Choć każdy przy okazji kolejnych jubileuszy ma okazję usłyszeć życzenia „Sto lat!”, tylko niewielu udaje się dożyć ich realizacji. Setne urodziny to tym większy powód do radości, jeśli obchodzi się je w zdrowiu, w bliskości rodziny. Tak właśnie swój setny jubileusz 9 maja będzie obchodził Mieczysław Jezulewicz, ojciec Lili Kiejzik.
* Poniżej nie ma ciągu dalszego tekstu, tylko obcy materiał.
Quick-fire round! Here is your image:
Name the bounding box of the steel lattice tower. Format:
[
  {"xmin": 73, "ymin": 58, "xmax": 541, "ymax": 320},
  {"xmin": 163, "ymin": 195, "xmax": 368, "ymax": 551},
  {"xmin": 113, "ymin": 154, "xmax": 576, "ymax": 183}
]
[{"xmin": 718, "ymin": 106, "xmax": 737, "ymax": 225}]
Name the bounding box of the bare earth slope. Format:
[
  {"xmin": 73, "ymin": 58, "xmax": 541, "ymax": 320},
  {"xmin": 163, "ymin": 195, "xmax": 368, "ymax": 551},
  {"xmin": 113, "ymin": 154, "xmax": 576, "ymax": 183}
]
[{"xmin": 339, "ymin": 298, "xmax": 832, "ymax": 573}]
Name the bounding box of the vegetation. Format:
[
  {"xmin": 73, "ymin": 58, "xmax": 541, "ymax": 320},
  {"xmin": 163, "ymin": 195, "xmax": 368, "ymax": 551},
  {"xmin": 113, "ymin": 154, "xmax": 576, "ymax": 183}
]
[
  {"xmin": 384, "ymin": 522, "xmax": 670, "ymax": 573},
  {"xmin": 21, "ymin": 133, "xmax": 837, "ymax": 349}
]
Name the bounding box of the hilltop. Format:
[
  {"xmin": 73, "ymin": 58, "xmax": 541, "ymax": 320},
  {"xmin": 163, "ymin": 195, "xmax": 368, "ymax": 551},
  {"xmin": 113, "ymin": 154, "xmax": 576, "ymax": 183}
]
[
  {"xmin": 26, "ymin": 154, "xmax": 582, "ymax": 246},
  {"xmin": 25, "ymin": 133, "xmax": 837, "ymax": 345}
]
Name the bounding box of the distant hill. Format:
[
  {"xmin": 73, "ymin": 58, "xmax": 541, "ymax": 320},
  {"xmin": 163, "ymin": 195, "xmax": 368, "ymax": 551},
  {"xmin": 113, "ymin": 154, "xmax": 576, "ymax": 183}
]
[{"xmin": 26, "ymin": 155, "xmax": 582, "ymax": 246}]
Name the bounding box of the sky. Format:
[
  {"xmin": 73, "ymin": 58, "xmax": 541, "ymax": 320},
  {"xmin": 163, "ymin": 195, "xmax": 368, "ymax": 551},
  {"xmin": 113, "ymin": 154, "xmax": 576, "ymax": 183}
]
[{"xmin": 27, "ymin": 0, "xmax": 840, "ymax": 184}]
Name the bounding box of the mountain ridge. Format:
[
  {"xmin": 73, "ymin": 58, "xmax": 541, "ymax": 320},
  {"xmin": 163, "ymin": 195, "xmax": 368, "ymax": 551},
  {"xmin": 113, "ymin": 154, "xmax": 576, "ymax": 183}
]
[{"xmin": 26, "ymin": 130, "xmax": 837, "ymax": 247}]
— Zawsze żona, najważniejsza była dla mnie rodzina, najpierw dzieci, a potem wnuki. Starłem się żyć uczciwie, pracować. Nigdy specjalnie nie dbałem o siebie, ale nie było takiego powodu, bo zdrowie mam dobre — mówi „Kurierowi Wileńskiemu” jubilat.
— Tata urodził się w niepodległej Polsce, w Butrymańcach. Oczywiście przez te sto lat, choć Butrymańce pozostały na miejscu, wielokrotnie zmieniały się granice i władze. Data jego urodzin była po wojnie dla nas trochę śmieszna, bo w czasach sowieckich, kiedy jako dzieci chodziliśmy z kwiatkami, niektórzy myśleli, że u nas tak hucznie obchodzi się 9 maja. My jednak świętowaliśmy urodziny ojca, a on nigdy nie był ani w Armii Czerwonej, ani w Armii Ludowej. Swoją młodość i zakończenie wojny przeżył w lesie, w okolicach Butrymańców, tak jak większość jego kolegów — opowiada córka jubilata.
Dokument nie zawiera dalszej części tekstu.